27 July 2012, Sweetcrude, HOUSTON – CHEVRON Corporation recorded a 6.8% decline in second-quarter profit, the latest oil company to come under the impact of lower crude-oil and natural-gas prices occasioned by global economic insecurity.
This came in spite of a prediction by Chevron earlier this month that strong profits in its refining arm would offset any decline in profits from its sale of oil and natural gas. Oil prices fell by 20% during the quarter as economies in Europe, China and the U.S. slowed. In April, natural-gas values reached their lowest point in a decade.

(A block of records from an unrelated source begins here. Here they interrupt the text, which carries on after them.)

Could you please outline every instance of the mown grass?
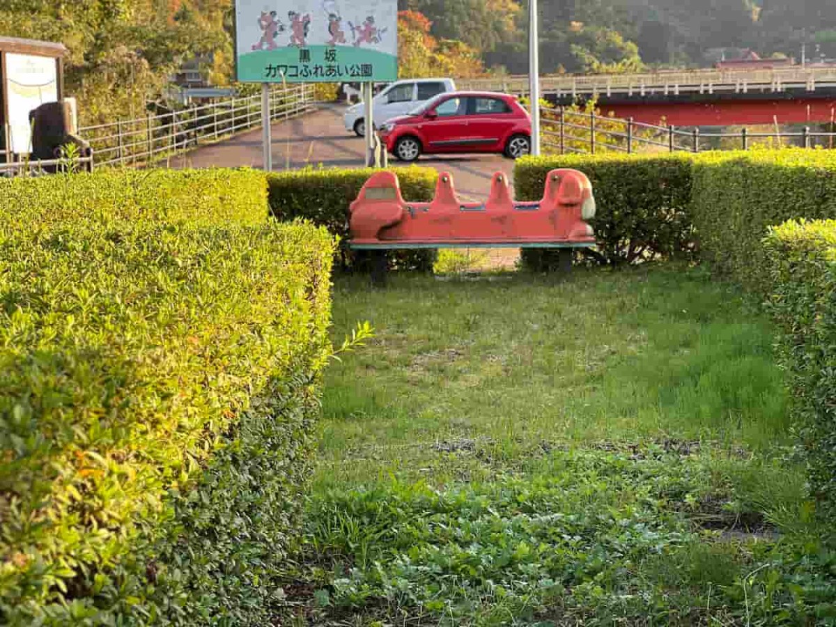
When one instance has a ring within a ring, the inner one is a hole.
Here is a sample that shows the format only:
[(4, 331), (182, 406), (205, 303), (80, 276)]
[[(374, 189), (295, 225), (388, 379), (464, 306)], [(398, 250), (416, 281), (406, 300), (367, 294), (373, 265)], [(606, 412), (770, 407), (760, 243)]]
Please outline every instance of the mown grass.
[(376, 336), (328, 374), (296, 624), (836, 616), (772, 329), (733, 288), (341, 278), (335, 334), (358, 319)]

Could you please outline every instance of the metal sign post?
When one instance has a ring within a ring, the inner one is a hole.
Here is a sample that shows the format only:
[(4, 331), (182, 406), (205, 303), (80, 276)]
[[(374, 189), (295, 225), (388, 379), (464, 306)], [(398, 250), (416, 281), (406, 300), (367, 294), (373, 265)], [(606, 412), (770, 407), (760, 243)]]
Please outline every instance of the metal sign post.
[[(235, 0), (241, 83), (362, 83), (366, 163), (375, 152), (373, 83), (398, 79), (397, 0)], [(268, 96), (263, 92), (266, 126)], [(264, 164), (269, 166), (265, 128)]]
[(537, 0), (528, 0), (528, 94), (531, 97), (531, 154), (540, 154), (540, 38)]
[(375, 167), (375, 84), (363, 84), (363, 100), (365, 107), (366, 167)]
[(270, 129), (270, 84), (262, 83), (262, 143), (264, 158), (264, 171), (273, 170), (273, 138)]

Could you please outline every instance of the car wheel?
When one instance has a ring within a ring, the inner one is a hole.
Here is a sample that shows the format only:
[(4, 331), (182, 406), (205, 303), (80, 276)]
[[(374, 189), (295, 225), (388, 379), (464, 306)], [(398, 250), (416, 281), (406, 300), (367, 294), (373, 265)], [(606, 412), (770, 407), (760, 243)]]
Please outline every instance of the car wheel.
[(401, 161), (414, 161), (419, 155), (421, 142), (415, 137), (401, 137), (395, 145), (395, 156)]
[(515, 135), (508, 140), (505, 146), (505, 156), (518, 159), (531, 152), (531, 138), (524, 135)]

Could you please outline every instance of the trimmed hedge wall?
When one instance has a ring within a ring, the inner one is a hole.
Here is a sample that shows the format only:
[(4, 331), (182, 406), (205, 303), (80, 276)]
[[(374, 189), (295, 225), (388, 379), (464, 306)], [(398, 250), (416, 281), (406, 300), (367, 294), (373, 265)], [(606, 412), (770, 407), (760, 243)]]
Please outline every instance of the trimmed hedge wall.
[(782, 361), (823, 513), (836, 517), (836, 221), (790, 221), (771, 229), (766, 258)]
[[(328, 228), (343, 243), (339, 263), (344, 268), (362, 264), (363, 256), (348, 249), (349, 206), (357, 198), (369, 177), (379, 171), (370, 168), (356, 170), (321, 169), (270, 174), (270, 209), (278, 220), (304, 218)], [(410, 167), (396, 171), (404, 198), (415, 202), (431, 201), (436, 192), (438, 172), (433, 168)], [(431, 270), (436, 251), (393, 251), (390, 264), (407, 270)]]
[[(597, 215), (589, 222), (599, 246), (591, 254), (596, 261), (619, 265), (691, 252), (691, 167), (686, 156), (523, 157), (514, 167), (517, 198), (540, 200), (546, 175), (555, 168), (580, 170), (592, 182)], [(523, 253), (527, 265), (542, 263), (539, 257), (543, 252)]]
[(263, 172), (249, 170), (101, 170), (0, 179), (0, 225), (27, 232), (70, 224), (255, 226), (268, 218)]
[(333, 255), (257, 172), (3, 181), (0, 623), (269, 624)]
[(836, 155), (802, 149), (701, 155), (694, 161), (691, 213), (701, 258), (767, 293), (768, 227), (836, 217)]

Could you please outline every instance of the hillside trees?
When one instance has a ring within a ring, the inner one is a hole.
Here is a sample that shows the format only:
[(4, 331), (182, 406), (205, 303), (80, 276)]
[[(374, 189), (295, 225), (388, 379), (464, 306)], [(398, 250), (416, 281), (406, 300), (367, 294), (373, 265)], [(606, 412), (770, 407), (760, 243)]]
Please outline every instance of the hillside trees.
[(483, 71), (479, 53), (461, 41), (436, 39), (432, 23), (416, 11), (398, 12), (399, 75), (477, 76)]

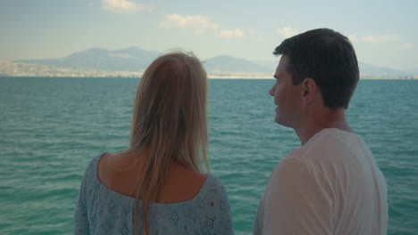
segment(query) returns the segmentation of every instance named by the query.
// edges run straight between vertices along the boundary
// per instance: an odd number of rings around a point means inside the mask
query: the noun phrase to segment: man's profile
[[[318,28],[284,40],[270,90],[301,147],[272,172],[254,234],[386,234],[387,186],[345,118],[359,79],[349,40]]]

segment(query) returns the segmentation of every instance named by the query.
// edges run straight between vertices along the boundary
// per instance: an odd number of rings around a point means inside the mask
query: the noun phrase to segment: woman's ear
[[[305,106],[308,106],[316,95],[318,86],[314,79],[306,77],[302,82],[302,100]]]

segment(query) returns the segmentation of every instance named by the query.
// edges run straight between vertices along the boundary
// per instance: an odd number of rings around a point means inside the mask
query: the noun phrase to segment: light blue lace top
[[[76,202],[74,234],[134,234],[135,199],[106,188],[97,178],[100,154],[88,165]],[[141,210],[139,234],[142,234]],[[227,192],[212,174],[191,200],[152,204],[150,235],[233,234]]]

Still, strong refining margins brought Chevron’s refining segment $1.9 billion in net earnings, up 80% year over year, as fuel demand in the U.S. West Coast region increased and low oil prices improved refining margins worldwide. The strong refining earnings pleased investors who were already braced for lower profits on the oil-and-gas production business.
“The numbers were very good, particularly in the downstream,” said Iain Reid, analyst at Jeffries.
Exploration-and-production earnings fell 18% to $5.62 billion, due primarily to lower crude-oil and natural-gas realizations, lower production and the absence of gains on asset sales.
Overall, Chevron reported a profit of $7.21 billion, or $3.66 a share, down from $7.73 billion, or $3.85 a share, a year earlier. Revenue dropped 9.2% to $62.61 billion. Analysts polled by Thomson Reuters had most recently forecast earnings of $3.24 a share on revenue of $68.56 billion.
Operating margin edged up to 19.7% from 19.2%.
Chevron said production fell to 2.6 million barrels of oil equivalent a day as older wells depleted and legal wrangling over a 2,000-barrel oil spill in offshore Brazil forced it to suspend drilling at its Frade field.
Chevron made more than $21 on each barrel of oil equivalent it produced, a better profit margin than competitors Exxon Mobil Corp. and Royal Dutch Shell PLC that have already reported second-quarter earnings. The profit margin helped Chevron, the second-largest U.S. oil company by market value after Exxon, build its cash reserves to $21 billion, up by one-third from the year before and higher than Exxon’s $13 billion.
“In the upstream, they are the most-profitable company on a per-barrel basis,” said Oppenheimer & Co. senior energy analyst Fadel Gheit.